My reading on Rhodesia is kind of in conflict with what I want to do.
I want to make a gaming scenario.
I want the players to be vested in their characters and the situation.
Unfortunately that basically requires that they read up on Rhodesia and know something about the situation. This is something players are loath to do.
I've experienced it before.
My military based rpg scenarios are popular with the players, and they ask for more. But they cannot be troubled to do anything away from the table, wasting everyone's time.
"WW2 is cool! Run that Thag!" What do you know about World War Two? "We've all seen "Saving Private Ryan!"
"Enemy At The Gates was neat, do something in Stalingrad!" OK. "This sucks, why can't we have any of the cool stuff?" Didn't read the handout, did you?
I will admit to forcing the players into SEALs in Vietnam. Those same players did better with a 1969 re-imagining of "Tears of the Sun". Especially since the scenario from Tears of the Sun fits better during the Biafra/Nigerian Civil War.
Twilight 2000 often ran better because there wasn't much history to learn when I ran it heavily in the 90's. If I were to run it today I'd have to explain to the younger players what that whole Cold War thing was and how this ancient future history has become an alt.
If the players don't do their homework, too much time is spent overriding their actions where they go off and do things someone FROM the world wouldn't do.

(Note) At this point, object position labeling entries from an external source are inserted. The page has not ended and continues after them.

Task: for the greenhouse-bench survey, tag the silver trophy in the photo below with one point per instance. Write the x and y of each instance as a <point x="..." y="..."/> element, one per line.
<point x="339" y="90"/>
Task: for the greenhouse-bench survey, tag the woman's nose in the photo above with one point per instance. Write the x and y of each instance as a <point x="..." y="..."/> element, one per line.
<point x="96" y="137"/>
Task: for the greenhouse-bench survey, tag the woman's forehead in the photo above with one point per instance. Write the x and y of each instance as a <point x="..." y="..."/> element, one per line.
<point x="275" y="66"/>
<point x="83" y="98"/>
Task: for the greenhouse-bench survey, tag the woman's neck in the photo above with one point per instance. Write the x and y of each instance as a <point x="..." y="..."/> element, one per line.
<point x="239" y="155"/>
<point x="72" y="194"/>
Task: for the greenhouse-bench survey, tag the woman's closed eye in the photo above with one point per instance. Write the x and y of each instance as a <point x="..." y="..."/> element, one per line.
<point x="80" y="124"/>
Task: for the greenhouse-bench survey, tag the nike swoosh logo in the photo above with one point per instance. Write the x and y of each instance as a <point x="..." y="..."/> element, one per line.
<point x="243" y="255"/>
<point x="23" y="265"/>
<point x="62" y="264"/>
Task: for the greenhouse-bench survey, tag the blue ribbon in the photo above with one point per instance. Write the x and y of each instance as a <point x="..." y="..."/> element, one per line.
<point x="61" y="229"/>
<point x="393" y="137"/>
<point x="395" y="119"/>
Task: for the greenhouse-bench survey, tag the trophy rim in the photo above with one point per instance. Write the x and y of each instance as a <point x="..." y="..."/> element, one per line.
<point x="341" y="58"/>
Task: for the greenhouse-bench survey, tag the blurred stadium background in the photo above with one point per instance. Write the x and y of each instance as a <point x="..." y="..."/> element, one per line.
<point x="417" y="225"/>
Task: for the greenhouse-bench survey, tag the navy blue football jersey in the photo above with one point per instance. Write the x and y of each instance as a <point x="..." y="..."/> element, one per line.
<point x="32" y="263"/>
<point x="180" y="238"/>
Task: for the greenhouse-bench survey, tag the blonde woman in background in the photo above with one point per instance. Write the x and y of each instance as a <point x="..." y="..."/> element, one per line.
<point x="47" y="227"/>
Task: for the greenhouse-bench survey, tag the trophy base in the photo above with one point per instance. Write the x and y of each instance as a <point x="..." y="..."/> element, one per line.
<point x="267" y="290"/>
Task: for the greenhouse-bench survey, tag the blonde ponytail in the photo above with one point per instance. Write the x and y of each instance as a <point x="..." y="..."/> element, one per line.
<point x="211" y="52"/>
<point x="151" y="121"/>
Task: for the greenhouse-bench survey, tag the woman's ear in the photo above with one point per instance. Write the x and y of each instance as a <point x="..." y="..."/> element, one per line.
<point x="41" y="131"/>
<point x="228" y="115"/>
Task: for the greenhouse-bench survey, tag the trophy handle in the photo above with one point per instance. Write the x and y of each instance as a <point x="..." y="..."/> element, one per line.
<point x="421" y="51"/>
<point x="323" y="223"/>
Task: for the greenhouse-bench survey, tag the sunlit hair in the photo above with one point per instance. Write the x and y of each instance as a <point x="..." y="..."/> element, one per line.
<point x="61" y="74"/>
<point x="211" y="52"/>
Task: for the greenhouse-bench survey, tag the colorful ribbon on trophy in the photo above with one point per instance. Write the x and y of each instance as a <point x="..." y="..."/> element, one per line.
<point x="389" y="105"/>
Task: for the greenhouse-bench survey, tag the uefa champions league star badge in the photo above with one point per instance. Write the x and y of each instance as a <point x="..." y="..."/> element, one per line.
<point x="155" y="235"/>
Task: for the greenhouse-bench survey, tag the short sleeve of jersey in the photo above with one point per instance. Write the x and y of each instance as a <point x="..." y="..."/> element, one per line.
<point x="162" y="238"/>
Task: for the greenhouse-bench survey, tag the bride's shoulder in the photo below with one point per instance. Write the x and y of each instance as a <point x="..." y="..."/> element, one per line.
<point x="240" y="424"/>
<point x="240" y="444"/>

The no research player is not quite as bad as the too much research player. Almost by definition an RPG scenario has to be an idealized hollywoodesque version to make it playable. Additionally, most of the time I am running alternate histories or even weird histories where things like magic exist. Demons pouring through the rift near a concentration camp will definitely change the course of history and make some of the cultural norms shift a standard deviation or two.
Occasionally the too much research leads to accurate but inappropriate actions on the character's part. And sometimes this even works out! One memorable event along these lines was a player whose 2nd lieutenant joined the established group and gave everyone a stern lecture on weapons maintenance, including generous use of oily lubricants; in North Africa. Wrong lecture, since we'd already played the problem of steadily worsening malf numbers and learned that you used a dry lube like graphite. The players did well here. Every third word was "sir" and they gave an excellent explanation why they weren't going to do what Lootenant Butterbar demanded. Eric, if I didn't give you ten eeps for your accidental portrayal of a green LT, I should have.
So what I need is for the players to know enough about Rhodesia that I don't have to hand hold them through their character creation and actions. Whites will have a culturally ingrained attitude about blacks, or a damn good explanation about how they didn't acquire it. Nobody born in Rhodesia will feel that what they are doing to defend it from ZANLA or ZIRPA is wrong; even the blacks! Learning the cultural norms requires the players learn on their own or they'll get MY prejudices applied to them.
Readers who may play in the this scenario, take heed.
Doesn't just happen in historical or "real-world" games, either. I can just imagine running a Middle-Earth Role-Playing game with a couple of real serious Tolkien fanatics in the group. I'd constantly have to explain that no, I didn't read all the unpublished-during-his-lifetime notes Tolkien wrote, that his money-hungry estate is now releasing gradually. The Kindly Old Professor was by no means a man of one idea, and concepts changed in his mind in a lot of ways between original conception and getting down on paper...and then again between the time he first wrote about them and the time he put them into published form.
ReplyDeleteWait; are you saying you haven't read "Thoughts from the Loo; early morning in August; part 2"? It completely changes how you see Frodo and Bilbo's entire relationship! And at just two thousand pages and $145.99 it's a quick read and a steal!